The U.S. is very, very, very Christian country. It was not founded to be a Christian country, and care was taken to prevent the government and the church to be one body as in the Church of England. Realistically, though, nobody at the time could have imaged the U.S. as being anything other than a variety of flavors of Protestantism mixed with an occasional Catholic stronghold. Jesusism, to coin a term, continued through the 19th and 20th centuries, as the default national religion. It was considered such in virtually every government high and low, virtually every school system, and virtually every cultural and social system. At a few times and places, mostly New York City, a sufficient number of Jews coalesced to demand some recognition, but nationally anti-Semitism countered that except in platitudes like “the Judeo-Christian tradition” which is a wholly Christian notion.

It’s Jesus all the way down, which is why his “birthday” is a federal holiday and his “resurrection” would also be one if it weren’t always on a Sunday, and Sundays were and until very recently remained a holy day recognized in state laws that limited non-church activities.

Federal Holidays: Evolution and Current Practices

On June 28, 1870, the first federal holidays were established for federal employees in the District of Columbia.4 Apparently drafted in response to a memorial drafted by local “bankers and business men,” the June 28 act provided that New Year’s Day, Independence Day, Christmas Day, and “any day appointed or recommended by the President of the United States as a day of public fasting or thanksgiving [were] to be holidays within the District [of Columbia].”5 This legislation was drafted “to correspond with similar laws of States around the District,”6 and “in every State of the Union.”7

Congressional ResearchService - https://crsreports.congress.gov/product/pdf/R/R41990

It’s a day off with (for them) no other obligations. So what is there to do, what’s open? Movies and Chinese restaurants. So yes, it’s become a tradition for many, but not due to religion or a religious celebration. It’s gone on long enough and has become widespread enough in the community that jokes are made about it.

I don’t know; how about an Indian restaurant? :slight_smile:

Yay! A new tradition starts!

. . . And that was contentious enough at the time.

Poke around (Google Maps) and you might find some surprising places open.

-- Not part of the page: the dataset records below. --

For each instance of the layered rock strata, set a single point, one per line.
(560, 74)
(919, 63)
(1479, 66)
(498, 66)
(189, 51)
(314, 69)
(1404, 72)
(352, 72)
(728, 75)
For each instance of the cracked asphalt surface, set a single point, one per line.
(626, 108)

In 2020, I was resigned either to ordering an expensive ($75+) pre-cooked meal from a white tablecloth place or something from a fast food chain. I was in one of my favorite Peruvian places aboaut a week before Christmas and was complaining about this and the manager told me, “Oh, we’re open Christmas”. So I had Lomo Saltado, Inka Cola, and Flan for Christmas.

While it’s not a public holiday in Thailand, one could be forgiven for thinking otherwise, what with all the Christmas decorations in all the shopping malls. (Siam Paragon mall had an interesting take with a giant Christmas tree topped by a giant Visa card.)

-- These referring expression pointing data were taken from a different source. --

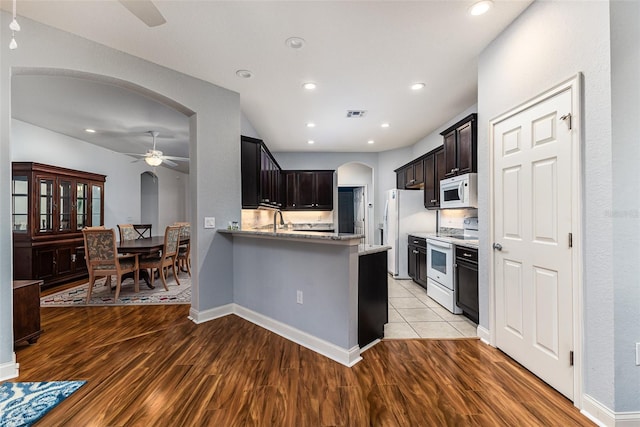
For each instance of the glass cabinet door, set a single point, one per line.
(45, 204)
(82, 194)
(20, 204)
(65, 205)
(96, 205)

Plus December is the most festive month in that country, with three public holidays – King’s birthday on December 5 (although since the old king died five years ago, it’s now Father’s Day), Constitution Day on December 10 and New Year’s Eve. Yes, both New Year’s Eve and New Year’s Day are official public holidays in Thailand, and with New Year’s the big gift-giving season there, it meshes nicely with Christmas. And the last place I worked there, the Bangkok Post newspaper, always gives Christmas off if it occurs on a weekday (so staff there are out of luck this year and next).

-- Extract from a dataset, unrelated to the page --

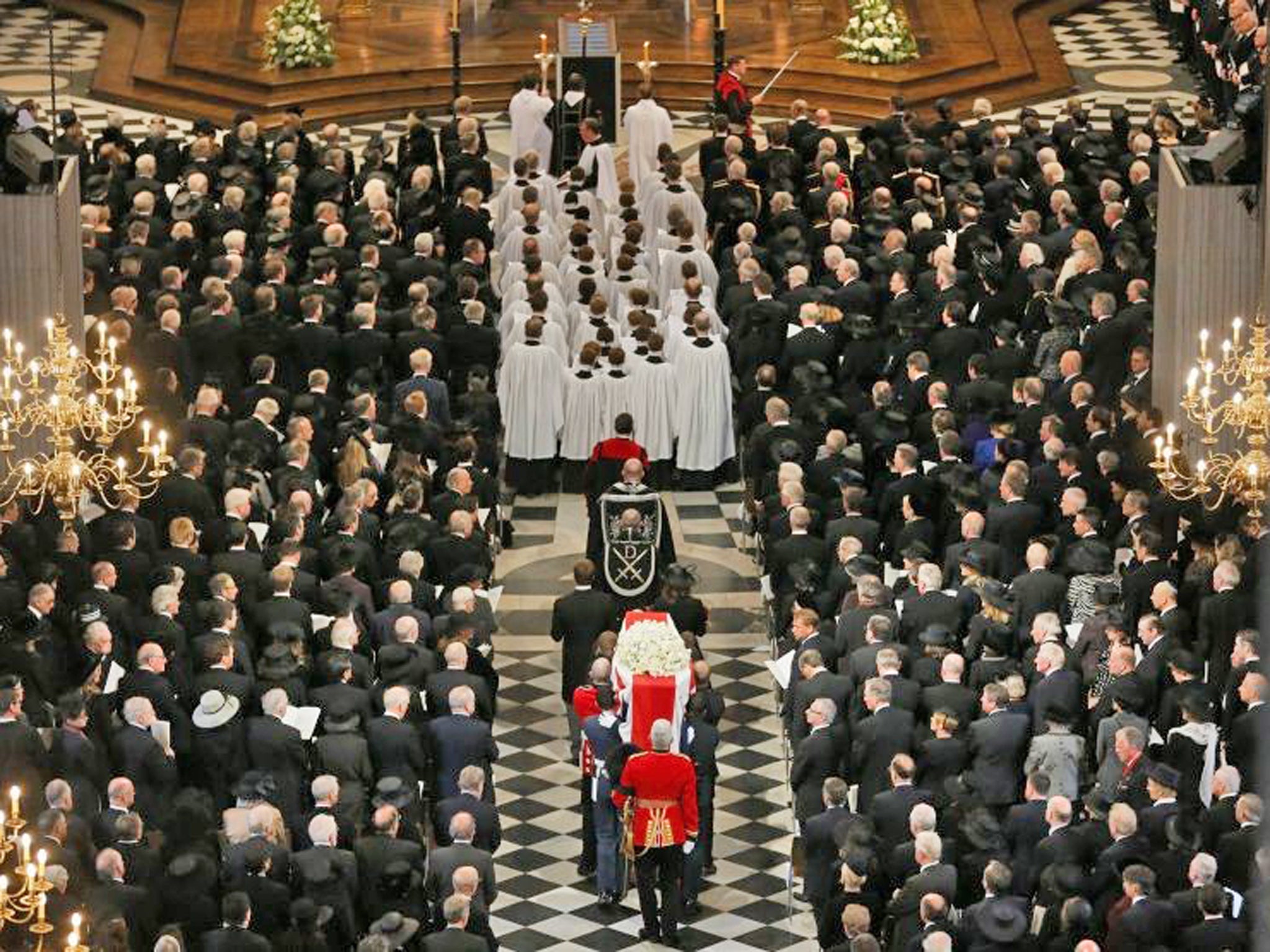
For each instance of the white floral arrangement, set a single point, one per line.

I guess you’re too young to remember when most stores and services didn’t operate on Sundays, and banks closed at 3 p.m. every day. I remember when the first 7/11 convenience store opened in my town, and it was a very novel idea indeed, a store that opened two or three hours before most others, and closed five hours after everything else did.

I also remember that EVERYTHING closed on Christmas. Gas stations included.

Technically (legally), it’s actually not. If December 25 falls on a Saturday, the federal holiday is December 24; if December 25 falls on a Sunday, then the federal holiday is December 26.

South Korea has more than “very few” Christians.